I’ve been having trouble focusing lately. I keep feeling
overcome by this urge to do something exciting, meet someone new, go somewhere far
away. It’s the kind of restlessness that keeps me up at ungodly hours of the
night, my body exhausted and surrendered to my covers, but my mind flickering with
little flame-thoughts that lick their way around my sanity, spitting and
burning and sparking…
The flame-thoughts scurry away when the sun comes up – as
if humbled by its superior glow – but the restlessness remains. It is difficult
to satiate a feeling when its origin is unknown, but some things can curb the
worst of it: a busy day in the lab, a blurry night drowned in liquor, a new
tattoo. But late nights at work have ceased to be productive. And the louder
the bar, the lonelier the quiet walk home. The tattoo, though permanent, gave
the most ephemeral satisfaction of all.
Sometimes the inside of me feels like it is aggressively unraveling
– not falling apart, but rather, untangling into different versions of me that
are trying to coexist within the same small body.

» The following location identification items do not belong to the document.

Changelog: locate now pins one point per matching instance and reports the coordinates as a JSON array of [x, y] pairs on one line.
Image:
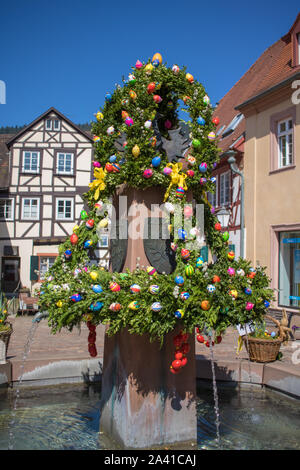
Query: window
[[31, 162], [224, 188], [64, 209], [65, 163], [45, 263], [30, 209], [289, 269], [285, 143], [56, 125], [6, 209]]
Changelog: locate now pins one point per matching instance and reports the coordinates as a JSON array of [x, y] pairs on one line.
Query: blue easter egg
[[97, 288], [156, 161], [200, 121]]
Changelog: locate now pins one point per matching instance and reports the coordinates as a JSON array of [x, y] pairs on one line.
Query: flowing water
[[67, 417]]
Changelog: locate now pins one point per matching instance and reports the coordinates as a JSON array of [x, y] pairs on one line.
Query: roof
[[4, 161], [272, 68], [42, 116]]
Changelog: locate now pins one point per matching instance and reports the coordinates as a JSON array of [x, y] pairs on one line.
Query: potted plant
[[263, 346], [5, 330]]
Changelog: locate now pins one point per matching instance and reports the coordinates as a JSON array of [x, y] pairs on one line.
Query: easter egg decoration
[[74, 239], [136, 151], [134, 305], [179, 280], [68, 254], [184, 295], [151, 271], [179, 314], [156, 161], [189, 270], [154, 289], [148, 173], [135, 289], [114, 287], [89, 224], [210, 288], [87, 244], [156, 307], [115, 307], [201, 121]]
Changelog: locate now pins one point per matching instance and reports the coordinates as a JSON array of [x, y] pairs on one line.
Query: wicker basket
[[4, 338], [264, 350]]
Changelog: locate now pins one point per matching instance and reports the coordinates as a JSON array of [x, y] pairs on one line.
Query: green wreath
[[133, 145]]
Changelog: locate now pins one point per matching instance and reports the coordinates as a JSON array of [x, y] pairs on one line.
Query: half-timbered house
[[45, 169]]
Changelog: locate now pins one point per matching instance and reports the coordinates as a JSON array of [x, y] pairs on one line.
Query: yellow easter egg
[[158, 57], [136, 151]]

It does not feel safe walking around as if I will
detonate at any second.
I crave the exhilaration of detonating every second.

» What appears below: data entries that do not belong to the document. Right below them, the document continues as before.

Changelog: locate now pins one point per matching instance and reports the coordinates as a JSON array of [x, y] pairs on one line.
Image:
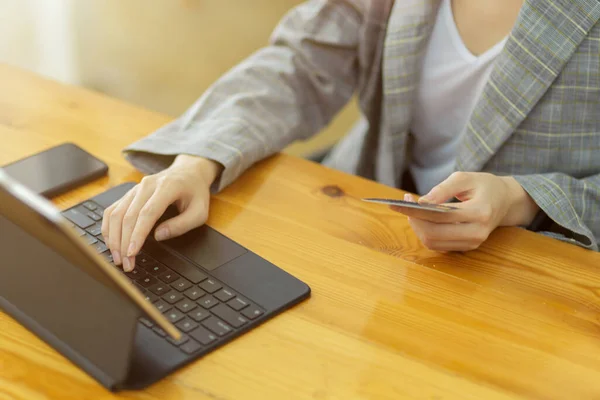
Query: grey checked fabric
[[538, 118]]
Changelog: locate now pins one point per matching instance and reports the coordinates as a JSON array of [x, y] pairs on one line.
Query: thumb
[[192, 217], [456, 184]]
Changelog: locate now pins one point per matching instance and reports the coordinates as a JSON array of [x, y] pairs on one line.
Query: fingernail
[[127, 264], [162, 234], [131, 250], [116, 257], [426, 199]]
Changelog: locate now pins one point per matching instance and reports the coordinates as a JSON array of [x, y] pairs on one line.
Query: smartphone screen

The restlessness makes me look everywhere, searching
wildly for something that will make it go away. Worst of all, the restlessness makes
me look into myself, and I don’t like what I see. I see someone who uses other
people to feel whole again, yet rejects anyone who gets too close. I see
someone who loves the feeling of falling for someone new, but bristles at the
idea of any sort of real commitment. I see someone who uses novelty as a tether
to sanity, chasing new people and new interests, right up until the moment they
are not new anymore.
The restlessness is all-consuming. It makes every day
feel like an endless climb where the higher I go, the farther the sky seems.

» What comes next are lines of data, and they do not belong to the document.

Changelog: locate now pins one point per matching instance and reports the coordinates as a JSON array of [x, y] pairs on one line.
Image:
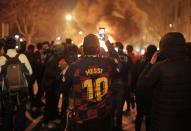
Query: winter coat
[[171, 107]]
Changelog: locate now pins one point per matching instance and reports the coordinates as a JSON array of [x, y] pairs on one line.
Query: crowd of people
[[93, 84]]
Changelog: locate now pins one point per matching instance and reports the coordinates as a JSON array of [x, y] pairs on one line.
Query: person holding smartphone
[[171, 83]]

The more I want, the more I get, and the more I get bored. As each day ends, I crawl
into bed with this immense feeling of chronic dissatisfaction. The
flame-thoughts come back, and sometimes they are hurtful.
You are scared to
be alone because it is easier to make other people like you than to make you
like you, they tell me.
You take everything
and everyone for granted. Why do you want more when you already have it all? they
ask me. I don’t respond.
I try to close my eyes, as if the shutting of my eyelids
will seal these flame-thoughts inside my head, denying them of oxygen, but they
continue to spit and burn and spark and spit and burn…
And the truth is, I don’t think I’m ready to extinguish
them just yet. As much as I hate the restlessness, I am more afraid of the
stillness. Somehow…that would feel too much like settling. Giving in. Being
tamed.
As much as I hate the restlessness, it sometimes feels like freedom.
As much as I hate the restlessness, it sometimes feels like freedom.